By Grace Orbison
This is why I only had one child, I think as I watch my nephews ride bikes on fresh blacktop in the scorching sun. I left my son and husband inside the house where our family reunion is being held so I could take a short walk by myself. Instead I was recruited to watch my nephews ride their bikes in the street.
I like to keep a low level of stress in my life because of occasional ill mental health. One child is great. I can handle one child. No backseat sibling squabbles to break up. No complaints about the equality of their scoops of ice cream. When my son sleeps over at someone’s house, we get a date night.
Nice, slow living.
She only has one, so she’s free to help with ours, I imagine my siblings or siblings-in-law are thinking. Now instead of packing three lunches for my little family, I’m packing six. When it’s time to dole out lifeguard duty, we all take equal shifts, but shouldn’t someone with three kids have a shift three times as long as mine? This is why I only had one! So I wouldn’t have the stress of mothering several children at once.
When I promise my child a cookie, his cousins come to me with their hands out. Their mom says no and they whine about how it’s not fair. I wonder if their mom kind of hates me right now for making cookies appear at all. Usually giving my child a cookie isn’t this complicated.
I guess those kids care about what’s fair the same as I do and none of us get what we want all the time.
Sometimes my siblings complain about the stresses of parenting and I want to say then why did you have three?
When the day comes to pack up, my family is done packing much more quickly than the others which means, unless I’m going to sit around and just watch their chaos, it’s going to be my job wash everyone’s breakfast dishes. I’m drawn into the chaos I was trying to avoid.
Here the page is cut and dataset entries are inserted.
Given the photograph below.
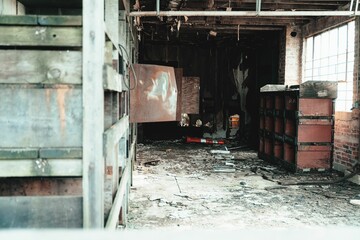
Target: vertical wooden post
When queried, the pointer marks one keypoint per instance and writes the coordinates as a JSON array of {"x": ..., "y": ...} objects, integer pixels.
[{"x": 93, "y": 113}]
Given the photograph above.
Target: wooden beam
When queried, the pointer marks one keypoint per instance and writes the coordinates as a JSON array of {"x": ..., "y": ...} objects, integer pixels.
[
  {"x": 60, "y": 153},
  {"x": 93, "y": 117},
  {"x": 112, "y": 79},
  {"x": 113, "y": 134},
  {"x": 36, "y": 20},
  {"x": 242, "y": 13},
  {"x": 18, "y": 153},
  {"x": 36, "y": 186},
  {"x": 40, "y": 36},
  {"x": 41, "y": 212},
  {"x": 40, "y": 167},
  {"x": 120, "y": 194},
  {"x": 44, "y": 67}
]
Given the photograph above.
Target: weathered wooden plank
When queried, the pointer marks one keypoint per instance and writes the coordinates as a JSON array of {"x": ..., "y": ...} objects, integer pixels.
[
  {"x": 60, "y": 153},
  {"x": 18, "y": 153},
  {"x": 18, "y": 20},
  {"x": 119, "y": 199},
  {"x": 38, "y": 118},
  {"x": 41, "y": 212},
  {"x": 35, "y": 20},
  {"x": 93, "y": 109},
  {"x": 40, "y": 36},
  {"x": 318, "y": 89},
  {"x": 60, "y": 20},
  {"x": 113, "y": 134},
  {"x": 112, "y": 79},
  {"x": 40, "y": 186},
  {"x": 40, "y": 167},
  {"x": 46, "y": 67},
  {"x": 112, "y": 20}
]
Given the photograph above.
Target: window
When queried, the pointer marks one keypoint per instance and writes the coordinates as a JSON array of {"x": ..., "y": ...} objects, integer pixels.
[{"x": 329, "y": 56}]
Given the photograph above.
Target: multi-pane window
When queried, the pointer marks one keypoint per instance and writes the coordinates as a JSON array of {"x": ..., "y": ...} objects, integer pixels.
[{"x": 329, "y": 56}]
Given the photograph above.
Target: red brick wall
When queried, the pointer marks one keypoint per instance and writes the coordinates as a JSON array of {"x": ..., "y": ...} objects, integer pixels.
[
  {"x": 347, "y": 125},
  {"x": 346, "y": 140}
]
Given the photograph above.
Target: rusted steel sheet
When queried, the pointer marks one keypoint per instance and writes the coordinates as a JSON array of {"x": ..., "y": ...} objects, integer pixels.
[
  {"x": 314, "y": 130},
  {"x": 190, "y": 95},
  {"x": 154, "y": 98},
  {"x": 32, "y": 117},
  {"x": 314, "y": 157},
  {"x": 318, "y": 89},
  {"x": 315, "y": 107},
  {"x": 179, "y": 76}
]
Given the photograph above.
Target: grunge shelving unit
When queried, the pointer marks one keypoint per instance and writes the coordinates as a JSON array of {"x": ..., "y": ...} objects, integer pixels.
[
  {"x": 297, "y": 125},
  {"x": 66, "y": 145}
]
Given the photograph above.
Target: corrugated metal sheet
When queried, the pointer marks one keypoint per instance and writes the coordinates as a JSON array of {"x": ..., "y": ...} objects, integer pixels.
[{"x": 154, "y": 98}]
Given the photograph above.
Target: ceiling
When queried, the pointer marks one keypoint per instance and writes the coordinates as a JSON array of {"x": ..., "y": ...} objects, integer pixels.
[{"x": 230, "y": 24}]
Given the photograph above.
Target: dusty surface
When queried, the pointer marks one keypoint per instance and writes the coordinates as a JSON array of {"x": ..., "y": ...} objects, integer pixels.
[{"x": 181, "y": 189}]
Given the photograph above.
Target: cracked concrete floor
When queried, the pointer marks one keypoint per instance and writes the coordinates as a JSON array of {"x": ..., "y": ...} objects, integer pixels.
[{"x": 178, "y": 185}]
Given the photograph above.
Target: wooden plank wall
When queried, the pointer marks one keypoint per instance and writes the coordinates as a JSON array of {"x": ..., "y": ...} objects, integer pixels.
[
  {"x": 64, "y": 117},
  {"x": 41, "y": 115}
]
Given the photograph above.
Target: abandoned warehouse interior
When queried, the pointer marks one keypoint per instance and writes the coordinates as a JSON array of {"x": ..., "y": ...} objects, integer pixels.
[{"x": 165, "y": 113}]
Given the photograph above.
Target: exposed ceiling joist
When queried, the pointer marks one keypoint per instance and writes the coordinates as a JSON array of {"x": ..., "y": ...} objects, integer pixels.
[{"x": 244, "y": 13}]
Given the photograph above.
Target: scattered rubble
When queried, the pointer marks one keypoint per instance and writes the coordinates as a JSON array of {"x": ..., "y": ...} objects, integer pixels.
[{"x": 192, "y": 187}]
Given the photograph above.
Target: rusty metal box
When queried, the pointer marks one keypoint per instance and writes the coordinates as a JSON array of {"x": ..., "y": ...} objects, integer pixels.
[
  {"x": 269, "y": 101},
  {"x": 315, "y": 130},
  {"x": 314, "y": 157},
  {"x": 261, "y": 124},
  {"x": 268, "y": 146},
  {"x": 290, "y": 127},
  {"x": 278, "y": 149},
  {"x": 269, "y": 123},
  {"x": 279, "y": 102},
  {"x": 279, "y": 125},
  {"x": 315, "y": 107},
  {"x": 291, "y": 102}
]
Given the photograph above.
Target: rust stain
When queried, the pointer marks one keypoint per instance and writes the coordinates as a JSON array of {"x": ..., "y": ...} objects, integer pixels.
[
  {"x": 60, "y": 99},
  {"x": 48, "y": 99}
]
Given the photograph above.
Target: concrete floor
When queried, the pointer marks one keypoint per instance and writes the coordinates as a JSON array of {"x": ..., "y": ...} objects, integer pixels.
[{"x": 180, "y": 186}]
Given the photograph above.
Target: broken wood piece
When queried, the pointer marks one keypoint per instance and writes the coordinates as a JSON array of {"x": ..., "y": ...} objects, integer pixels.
[
  {"x": 219, "y": 152},
  {"x": 224, "y": 170},
  {"x": 355, "y": 202},
  {"x": 152, "y": 161},
  {"x": 274, "y": 187}
]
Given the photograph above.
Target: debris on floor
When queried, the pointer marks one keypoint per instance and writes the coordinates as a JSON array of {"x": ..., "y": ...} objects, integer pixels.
[{"x": 193, "y": 187}]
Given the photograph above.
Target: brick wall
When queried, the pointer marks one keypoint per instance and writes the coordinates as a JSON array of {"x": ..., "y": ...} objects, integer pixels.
[
  {"x": 347, "y": 125},
  {"x": 346, "y": 140}
]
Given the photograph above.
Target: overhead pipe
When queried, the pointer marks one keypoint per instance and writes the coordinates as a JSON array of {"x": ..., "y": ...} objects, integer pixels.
[
  {"x": 157, "y": 7},
  {"x": 242, "y": 13},
  {"x": 258, "y": 6}
]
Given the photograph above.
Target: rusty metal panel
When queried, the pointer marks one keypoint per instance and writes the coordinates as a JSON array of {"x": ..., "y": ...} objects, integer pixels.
[
  {"x": 318, "y": 89},
  {"x": 314, "y": 157},
  {"x": 289, "y": 153},
  {"x": 315, "y": 107},
  {"x": 154, "y": 98},
  {"x": 179, "y": 75},
  {"x": 190, "y": 95},
  {"x": 315, "y": 131},
  {"x": 34, "y": 117}
]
While I scrape at someone else’s dry oatmeal, I reflect on the time spent with my nieces and nephews. When I watched the boys ride bikes, I comforted one when he took a little spill because I love him. When I walked my niece along the beach, I answered her questions about the ocean as best I could. When I packed lunches for someone else’s kids, I learned which ones were burgeoning vegetarians.
These were the moments when our relationship was happening. Suddenly I’m glad I was recruited to watch them because I may not have volunteered.
When my siblings complain about parenting, I remind myself that parents are allowed to complain. Hell, I complain about parenting too sometimes and if someone asked me why I decided to have a kid at all I’d probably shake their shoulders and tell them that I love my kid to death and he’s the best thing in my life.
No, I did not sign up to care for multiple kids. We care for each other’s children and the trade-offs are not equal. But, after some thought, I wouldn’t dream of asking them to leave me off the parenting roster.
Whenever I mentally grumble about the presumption that any moment I’m not actively caring for my child I’m free to care for someone else’s, my mind chips away at these complaints until I find my soft, sentimental core and remember that these years are only fleeting. Of course there’s something to be said for boundaries and for saying “no”, but these are boundaries I’m willing to tear down because I’m part of the larger family— and in my quiet house I sometimes long for the bustle of our reunions.
Grace Orbison is a writer, mother of one, and aunty of many. She resides in Oregon.